Gostei muito de ler esta sua análise, Prof. J.V.Costa
A. M. Maia
E esta prof. Vasconcelos e Costa, também é "case closed"?
http://expresso.clix.pt/Actualidade/Interior.aspx?content_id=390046
O Procurador-Geral da República, Pinto Monteiro, encaminhou para o Departamento Central de Investigação e Acção Penal as denúncias que recebeu sobre o processo de licenciatura de José Sócrates. Esta tarde, a Procuradoria-Geral da República emitiu uma nota, revelando que foram enviadas para o DCIAP " todas as denúncias e documentos remetidos a esta Procuradoria-Geral e relacionados com a Universidade Independente".
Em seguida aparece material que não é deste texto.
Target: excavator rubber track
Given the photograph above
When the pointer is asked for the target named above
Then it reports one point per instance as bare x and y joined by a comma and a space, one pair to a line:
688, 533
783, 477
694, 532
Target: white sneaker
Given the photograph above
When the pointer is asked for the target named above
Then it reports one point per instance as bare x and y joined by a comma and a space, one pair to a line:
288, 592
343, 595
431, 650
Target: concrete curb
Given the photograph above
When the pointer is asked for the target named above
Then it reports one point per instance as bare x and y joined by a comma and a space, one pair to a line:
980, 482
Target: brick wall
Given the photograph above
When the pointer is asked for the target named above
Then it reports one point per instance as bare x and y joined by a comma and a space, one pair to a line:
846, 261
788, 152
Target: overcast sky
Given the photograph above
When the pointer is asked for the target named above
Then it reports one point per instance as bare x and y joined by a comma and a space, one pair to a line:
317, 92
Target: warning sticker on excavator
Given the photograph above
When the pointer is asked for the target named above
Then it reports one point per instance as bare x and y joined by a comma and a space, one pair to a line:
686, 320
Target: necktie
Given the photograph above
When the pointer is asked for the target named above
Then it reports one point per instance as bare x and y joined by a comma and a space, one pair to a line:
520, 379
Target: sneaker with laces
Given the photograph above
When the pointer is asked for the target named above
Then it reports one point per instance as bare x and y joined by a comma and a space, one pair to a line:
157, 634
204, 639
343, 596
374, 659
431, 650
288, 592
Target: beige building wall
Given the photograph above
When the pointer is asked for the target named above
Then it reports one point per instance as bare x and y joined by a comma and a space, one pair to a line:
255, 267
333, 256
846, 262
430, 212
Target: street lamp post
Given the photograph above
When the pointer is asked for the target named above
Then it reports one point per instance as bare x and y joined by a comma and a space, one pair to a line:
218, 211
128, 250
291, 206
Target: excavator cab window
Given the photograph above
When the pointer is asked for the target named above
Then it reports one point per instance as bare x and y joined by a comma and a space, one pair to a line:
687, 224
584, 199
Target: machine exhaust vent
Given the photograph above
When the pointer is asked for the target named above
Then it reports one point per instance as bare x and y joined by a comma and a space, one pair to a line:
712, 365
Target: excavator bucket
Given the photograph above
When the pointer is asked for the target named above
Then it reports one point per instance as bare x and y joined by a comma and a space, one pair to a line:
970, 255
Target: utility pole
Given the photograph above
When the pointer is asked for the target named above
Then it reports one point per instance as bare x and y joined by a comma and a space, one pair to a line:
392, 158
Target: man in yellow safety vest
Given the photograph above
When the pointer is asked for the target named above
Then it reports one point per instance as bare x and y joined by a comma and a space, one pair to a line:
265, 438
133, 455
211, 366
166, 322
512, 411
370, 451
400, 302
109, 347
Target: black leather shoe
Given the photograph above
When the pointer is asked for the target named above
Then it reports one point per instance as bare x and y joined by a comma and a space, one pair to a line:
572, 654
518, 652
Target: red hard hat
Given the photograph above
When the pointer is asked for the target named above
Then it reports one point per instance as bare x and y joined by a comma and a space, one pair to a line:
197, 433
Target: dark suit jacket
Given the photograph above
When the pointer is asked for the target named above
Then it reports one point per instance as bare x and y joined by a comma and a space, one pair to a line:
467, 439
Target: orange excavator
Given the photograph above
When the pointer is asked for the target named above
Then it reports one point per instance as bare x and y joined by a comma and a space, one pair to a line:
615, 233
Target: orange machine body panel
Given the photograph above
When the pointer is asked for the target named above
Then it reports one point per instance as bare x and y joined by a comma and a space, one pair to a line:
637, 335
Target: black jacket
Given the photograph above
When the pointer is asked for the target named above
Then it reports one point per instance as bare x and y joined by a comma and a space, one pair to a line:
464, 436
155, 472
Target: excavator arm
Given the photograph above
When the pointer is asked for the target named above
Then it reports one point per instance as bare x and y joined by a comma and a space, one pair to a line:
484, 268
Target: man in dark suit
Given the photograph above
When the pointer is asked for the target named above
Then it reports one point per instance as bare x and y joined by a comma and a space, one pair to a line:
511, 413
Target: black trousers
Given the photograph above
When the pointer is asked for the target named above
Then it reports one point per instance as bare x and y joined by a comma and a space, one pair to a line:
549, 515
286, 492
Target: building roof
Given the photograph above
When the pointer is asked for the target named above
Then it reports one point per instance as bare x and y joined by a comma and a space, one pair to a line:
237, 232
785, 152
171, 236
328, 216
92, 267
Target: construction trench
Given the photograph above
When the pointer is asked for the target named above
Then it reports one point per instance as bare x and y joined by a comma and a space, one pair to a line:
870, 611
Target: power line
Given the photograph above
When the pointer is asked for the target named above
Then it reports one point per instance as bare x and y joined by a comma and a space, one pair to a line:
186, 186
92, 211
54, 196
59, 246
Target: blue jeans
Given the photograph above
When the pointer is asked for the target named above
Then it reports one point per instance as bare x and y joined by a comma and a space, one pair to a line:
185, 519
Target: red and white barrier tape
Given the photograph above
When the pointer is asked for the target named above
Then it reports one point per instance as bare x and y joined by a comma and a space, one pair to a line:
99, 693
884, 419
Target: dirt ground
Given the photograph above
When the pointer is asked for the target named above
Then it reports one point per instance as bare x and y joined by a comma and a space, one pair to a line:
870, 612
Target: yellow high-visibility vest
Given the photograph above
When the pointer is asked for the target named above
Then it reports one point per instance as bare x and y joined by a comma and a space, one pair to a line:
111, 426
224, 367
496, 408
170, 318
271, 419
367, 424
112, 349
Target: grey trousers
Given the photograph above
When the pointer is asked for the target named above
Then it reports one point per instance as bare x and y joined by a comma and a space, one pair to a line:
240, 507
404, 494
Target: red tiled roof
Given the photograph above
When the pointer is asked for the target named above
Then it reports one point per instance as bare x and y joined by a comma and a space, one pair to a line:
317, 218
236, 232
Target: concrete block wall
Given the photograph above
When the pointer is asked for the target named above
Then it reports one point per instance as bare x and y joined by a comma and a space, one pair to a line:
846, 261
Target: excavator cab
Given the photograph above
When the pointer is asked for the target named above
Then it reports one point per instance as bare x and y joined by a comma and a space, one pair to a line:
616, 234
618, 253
Anónimo 2 (???!), "case closed" era só uma figura de estilo, a lembrar que ninguém mais quer falar no assunto. Se está ou não fechado juridicamente, como diz, vamos a ver, não ponho as mãos no lume.
Espero que note bem o que quiz dizer. Não me interessa, para já, o plano legal, só o ético. Neste, acha que estou a ser complacente?
parece quase óbvio não é?
mas a leitura deste post é um alívio quando se sobrevive à nuvem de cretinice tóxica que desce quando normalmente se fala sobre este tema.